The Wrong Side of Goodbye(109)
“That’s right. He was too sick to call or talk. He thought he was dying and wanted to know who or what you’d found.”
“You knew what I was doing.”
“That’s right. Just like I knew when you found her.”
He jerked his head in the direction of Vibiana’s building.
“How?”
“They’ve got you wired Bosch. You and your lawyer. They’re tracking your phones, your cars. You’re old-fashioned. You never look up.”
Bosch realized Haller had nailed it. They had watched him from a drone.
“And you’re part of all of that?” he asked.
“I acted like I was,” Sloan said. “They kept me on after Mr. Vance died. Until last night, when they burned out a DNA lab. I quit. Now I’m going to watch over her. It’s what he would have wanted and I owe him that.”
Bosch studied him. He could be a Trojan horse sent in by Trident and the corporation. Or he could be sincere. Bosch reviewed the information that he had recently gathered on Sloan. That he had been with Vance for twenty-five years. That he had attempted to revive Vance after he was already dead. That he had called the police to report the death instead of attempting to avoid an investigation. Bosch thought it added up to sincerity.
“Okay,” he said. “If you want to watch over her, then let’s do it right. This way.”
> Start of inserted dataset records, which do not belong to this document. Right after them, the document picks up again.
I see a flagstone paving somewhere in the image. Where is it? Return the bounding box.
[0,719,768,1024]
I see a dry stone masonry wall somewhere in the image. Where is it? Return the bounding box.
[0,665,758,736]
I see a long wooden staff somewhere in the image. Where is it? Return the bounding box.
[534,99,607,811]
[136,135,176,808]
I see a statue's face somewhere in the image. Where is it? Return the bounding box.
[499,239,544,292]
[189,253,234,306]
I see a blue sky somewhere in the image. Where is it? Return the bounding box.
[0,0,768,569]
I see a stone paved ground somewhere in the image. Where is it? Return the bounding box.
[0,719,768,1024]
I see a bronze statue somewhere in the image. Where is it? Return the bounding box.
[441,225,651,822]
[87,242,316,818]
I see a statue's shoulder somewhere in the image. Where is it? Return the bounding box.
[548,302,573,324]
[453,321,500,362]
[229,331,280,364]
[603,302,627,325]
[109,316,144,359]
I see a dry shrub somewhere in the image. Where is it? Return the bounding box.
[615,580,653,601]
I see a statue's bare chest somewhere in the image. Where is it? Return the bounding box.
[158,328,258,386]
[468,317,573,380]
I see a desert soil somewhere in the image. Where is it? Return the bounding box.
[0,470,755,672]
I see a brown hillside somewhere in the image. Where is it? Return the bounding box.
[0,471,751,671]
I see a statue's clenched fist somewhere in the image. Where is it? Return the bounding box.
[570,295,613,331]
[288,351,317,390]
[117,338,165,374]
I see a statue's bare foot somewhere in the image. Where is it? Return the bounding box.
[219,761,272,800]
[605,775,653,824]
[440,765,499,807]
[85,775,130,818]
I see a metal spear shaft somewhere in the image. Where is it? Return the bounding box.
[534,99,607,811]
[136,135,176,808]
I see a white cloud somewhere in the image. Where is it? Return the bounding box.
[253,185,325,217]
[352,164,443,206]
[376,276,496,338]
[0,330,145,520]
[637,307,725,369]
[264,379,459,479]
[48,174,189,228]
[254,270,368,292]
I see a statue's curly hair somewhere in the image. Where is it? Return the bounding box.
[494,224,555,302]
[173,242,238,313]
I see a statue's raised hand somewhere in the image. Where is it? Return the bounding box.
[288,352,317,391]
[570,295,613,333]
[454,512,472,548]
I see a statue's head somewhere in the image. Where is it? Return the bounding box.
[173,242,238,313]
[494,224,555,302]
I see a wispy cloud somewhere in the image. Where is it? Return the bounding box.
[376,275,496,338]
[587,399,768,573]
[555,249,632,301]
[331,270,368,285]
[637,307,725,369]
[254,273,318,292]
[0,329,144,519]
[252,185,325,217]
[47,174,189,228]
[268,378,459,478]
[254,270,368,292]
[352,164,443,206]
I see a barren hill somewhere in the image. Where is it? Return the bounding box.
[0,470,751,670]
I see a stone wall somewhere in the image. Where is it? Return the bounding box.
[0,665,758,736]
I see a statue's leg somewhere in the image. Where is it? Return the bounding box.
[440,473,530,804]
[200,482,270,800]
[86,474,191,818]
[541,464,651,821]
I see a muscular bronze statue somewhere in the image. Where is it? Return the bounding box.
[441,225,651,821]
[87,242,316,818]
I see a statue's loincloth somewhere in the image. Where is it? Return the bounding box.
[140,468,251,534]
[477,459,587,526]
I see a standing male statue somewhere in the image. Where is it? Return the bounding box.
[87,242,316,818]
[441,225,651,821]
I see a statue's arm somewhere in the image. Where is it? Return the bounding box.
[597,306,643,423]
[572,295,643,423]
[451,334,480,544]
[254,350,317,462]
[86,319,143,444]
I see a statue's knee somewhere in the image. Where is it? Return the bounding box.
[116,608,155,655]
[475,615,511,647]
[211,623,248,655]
They stepped through the open doorway and out from under the scaffolding. Bosch looked up at the windows of the lofts on the fourth floor. He saw Vibiana looking down. He pulled his phone and called her as he headed toward the entrance of her building. She skipped the greeting.
“Who is he?” she said.
“He’s a friend,” Bosch said. “He worked for your grandfather. We’re coming up.”
44
After Bosch left Vibiana in Sloan’s capable hands, he headed north toward the Santa Clarita Valley. He had promised Captain Trevino that he would give him an answer on the job offer by the end of the day. As he had told Haller, he intended to take the job. He was excited about the idea of being a full-time cop again. It didn’t matter if his turf was two square miles small or two hundred square miles large. He knew it was about cases and about always being on the right side of things. He’d found both in San Fernando and decided he would be there for as long as they would have him.
But before he could accept the offer, he needed to make things right with Bella Lourdes and assure her he was not taking her job but only holding it until she got back. He got to Holy Cross by 4 p.m. and hoped to catch Lourdes before she was released. He knew that getting out of a hospital was sometimes a daylong process and he believed he was on safe ground.
Once he got to the hospital, he retraced the path he had taken before to the trauma floor. He located Lourdes’s private room but entered to find the bed empty and unmade. There was still a bouquet of flowers on a chest of drawers. He checked a small closet, and on the floor, there was a pale green hospital gown. On the clothes bar, there were two metal hangers that probably once held the going-home outfit brought by Bella’s partner, Taryn.
Bosch wondered if Bella had been taken for a medical test or if she had a last therapy session that had drawn her out of her room. He walked down the hall to the nursing station and inquired.
“She hasn’t left yet,” a nurse told him. “We’re waiting for the doctor to sign the paperwork and then she’ll be ready to go.”
“So where is she?” he asked.
“In her room, waiting.”
“No, she’s not. Is there a cafeteria around?”
“Just the one on the first floor.”
Bosch took the elevator down and looked around the small and uncrowded cafeteria. There was no sign of Lourdes.
He knew he could have missed her. As he was going down in one elevator she could have been going up in another.
But a low-grade feeling of panic started to creep into Bosch’s chest. He remembered Taryn being outraged that Lourdes was suffering the indignity of being treated in the same hospital as her abductor and rapist. Bosch had sought to assure her that Dockweiler would be stabilized and moved downtown to the jail ward at the county hospital. But he knew that no arraignment had been set yet for Dockweiler because of his precarious health status. He realized that if Dockweiler’s medical condition was too critical for even a bedside arraignment in the hospital jail ward, then it could also be too critical for a transfer from Holy Cross to County.
He wondered if Taryn had told Bella that Dockweiler was in the same medical center or if she had figured it out on her own.
He went to the information desk in the hospital’s main lobby outside the cafeteria and asked if there was a specific ward for treatment of spinal injuries. He was told spinal trauma was on the third floor. He jumped on an elevator and went back up.
The elevator opened on a nursing station that was located in the middle of a floor plan resembling an H. Bosch saw a uniformed Sheriff’s deputy leaning over the counter and small-talking with the duty nurse. Harry’s anxiety kicked up another notch.
“This is the spinal trauma center?” he asked.
“It is,” the nurse said. “How can I—”
“Is Kurt Dockweiler still being treated here?”
Her eyes made a furtive move toward the deputy, who straightened up off the counter. Bosch pulled the badge off his belt and displayed it.